France

Paris : La polémique enfle autour d’une toile du Palais de Tokyo accusée de « pédopornographie »

Une toile du Palais de Tokyo, appelée fuck abstraction, suscite actuellement la polémique, accusée d’encourager la pédopornographie. Dans cette œuvre du musée parisien réalisée par Miriam Cahn, on peut voir, baignés dans un certain flou, un homme musclé et de grande taille imposant une fellation à un personnage beaucoup plus petit, et tenant la tête d’un autre, les deux ayant les mains liées.

Le tableau s’accompagne d’un cartel explicatif, qui prévient que certaines scènes « sont de nature à heurter la sensibilité des publics » et donne du contexte sur l’œuvre : « Le tableau fuck abstraction ! a été réalisé pendant la guerre en Ukraine et après que les images du charnier de Butch aient été diffusées ainsi que des images de nombreux viols sur des femmes et des hommes (…). Miriam Cahn réagit sur le vif à la violence de ces images qui ont circulé sur les réseaux sociaux et fait le tour du monde. »

« L’artiste représente ici une personne adulte »
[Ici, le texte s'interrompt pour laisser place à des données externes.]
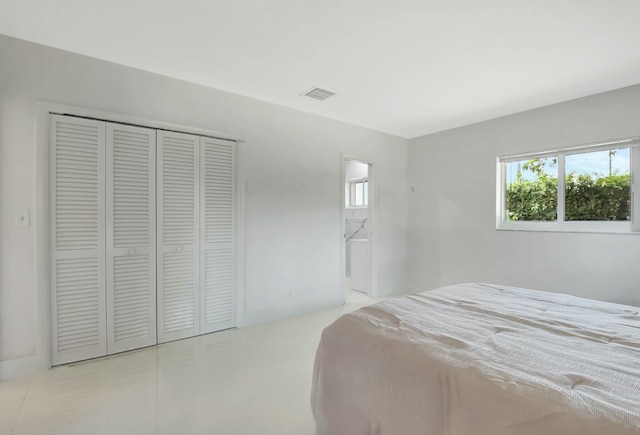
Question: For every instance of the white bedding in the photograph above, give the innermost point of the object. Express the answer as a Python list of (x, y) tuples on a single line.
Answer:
[(478, 359)]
Pourtant, et malgré ces explications, l’œuvre a fait l’objet de nombreuses critiques, appelant à la décrocher. « Voilà ce qu’on ose exposer depuis le 17 février au Palais de Tokyo. (…) Décrochez ça vite fait. C’est insupportable » a tweeté Karl Zéro, un animateur de télévision engagé contre la pédocriminalité mais aussi régulièrement accusé de complotisme. « Quelle est l’utilité de certaines toiles de Mme Cahn Miriam mettant en scène des enfants pratiquant une fellation à un adulte ? (…) Nous demandons que les toiles en question, de Mme Cahn Miriam, soient décrochées au palais de Tokyo », écrit aussi une pétition, signée par plus de 8.000 personnes. L’association Juristes pour l’enfance est entrée dans la bataille, appelant dimanche 19 mars à retirer le tableau « représentant un homme imposant une fellation à un enfant ».
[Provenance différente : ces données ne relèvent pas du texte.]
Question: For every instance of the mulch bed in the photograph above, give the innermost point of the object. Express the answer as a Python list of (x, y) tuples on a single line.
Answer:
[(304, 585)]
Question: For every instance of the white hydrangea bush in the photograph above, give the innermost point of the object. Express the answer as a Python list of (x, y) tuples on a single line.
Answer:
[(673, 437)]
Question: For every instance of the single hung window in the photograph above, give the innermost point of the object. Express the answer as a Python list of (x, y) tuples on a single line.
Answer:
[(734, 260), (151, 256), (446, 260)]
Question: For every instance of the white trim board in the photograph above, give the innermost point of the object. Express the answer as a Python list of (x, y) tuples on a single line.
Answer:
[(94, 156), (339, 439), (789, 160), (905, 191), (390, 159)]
Pourtant, le cartel de l’exposition indique très explicitement qu’il ne s’agit pas là d’une apologie de la pédocriminalité: « Pour l’artiste,  »il s’agit ici d’une personne aux mains liées, violée avant d’avoir été tuée et jetée dans la rue. La répétition des images de violence dans les guerres ne vise pas à choquer mais à dénoncer ». » Le musée a par ailleurs précisé ensuite dans un communiqué que « l’artiste représente ici une personne adulte ».

Le ministère interpellé

Mais l’explication est insuffisante pour Juristes pour l’enfance, et ne disculpe pas l’œuvre de tomber sous le coup de la loi : « Peu importe (sic) les allégations ou même les intentions de l’artiste : elles ne permettent pas d’échapper à la qualification pénale dans la mesure où le plus grand nombre reconnaît bien la représentation d’un enfant dans la figure agenouillée et violée. » Le Code pénal interdit « le fait, en vue de sa diffusion, de fixer, d’enregistrer ou de transmettre l’image ou la représentation d’un mineur lorsque cette image ou cette représentation présente un caractère pornographique. »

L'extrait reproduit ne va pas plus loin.